Looking for a good filter to upgrade to for my 30 gallon tank. I have 4 small RBP.

J was looking at this one:
Marineland PC-ml220 Multi-stage Canister Filter- 30 to 55-Gallon, 220GPH


----------



## ScarsandCars (Jul 17, 2011)

Are you planning on upgrading the tank soon? 4 rbp will outgrow that tank in a couple months. That being said id just get a filter for the next tank your gunna get and stick it on the 30 gallon til you get the tank.

Id look more along the lines of eheim 2217, cascade 1000, aquaclear 110, fluval series canister filters, or another filter rated for high gph. The filter should turn over all the water in you tanks multiple times an hour. Dont trust the "how many gallon tank" rating from the company label. Those dont work for piranha


----------



## Hemi_Man (Sep 22, 2011)

Yeah I was thinking around December for a bigger tank. What size tank do you recommend?

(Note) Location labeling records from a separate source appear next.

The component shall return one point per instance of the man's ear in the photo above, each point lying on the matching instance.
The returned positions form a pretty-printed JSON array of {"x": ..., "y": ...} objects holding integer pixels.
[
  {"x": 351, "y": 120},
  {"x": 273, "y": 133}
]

Fluval 405 External Canister Filter -110V, 340 gallons per hour???


----------



## Hemi_Man (Sep 22, 2011)

Cascade® 1000 Canister Filter for up to 100 Gallon Aquariums, 265gph???


----------



## ScarsandCars (Jul 17, 2011)

I reccomend a 75 gallon if youre not gunna add anymore fish. If you can, search craigslist or the member classifieds. You can find some amazing deals on tanks amd filter setups. If you want to, scoop a 125 gallon since theyre still 18" wide but so much longer. You could easily house a few more reds then.

That fluval looks like it should be okay for a 55-75 gallon. Id still leave on the hob with it just for a little more filtration. Keep searching the internet my friend. There are so many deals to be found.

Haha like i said dont trust the company ratings for how many gallons it can handle. We piranha keepers dont look at that as much as how much media it holds and its flow. I have a cascade 700 on my solo cariba 40 gallon breeder tank.


----------



## Hemi_Man (Sep 22, 2011)

Yea I paid $25 for 30 gallon setup off Craigslist... I found those filters on amazon all around a hundred bucks


----------



## PhantastickFish (Dec 29, 2006)

fx5


----------



## ussoldierforhire (Sep 12, 2011)

I too have an fx5 and it's a BEAST. Definately not for a tiny 30gal. You need a bigger tank and soon.


----------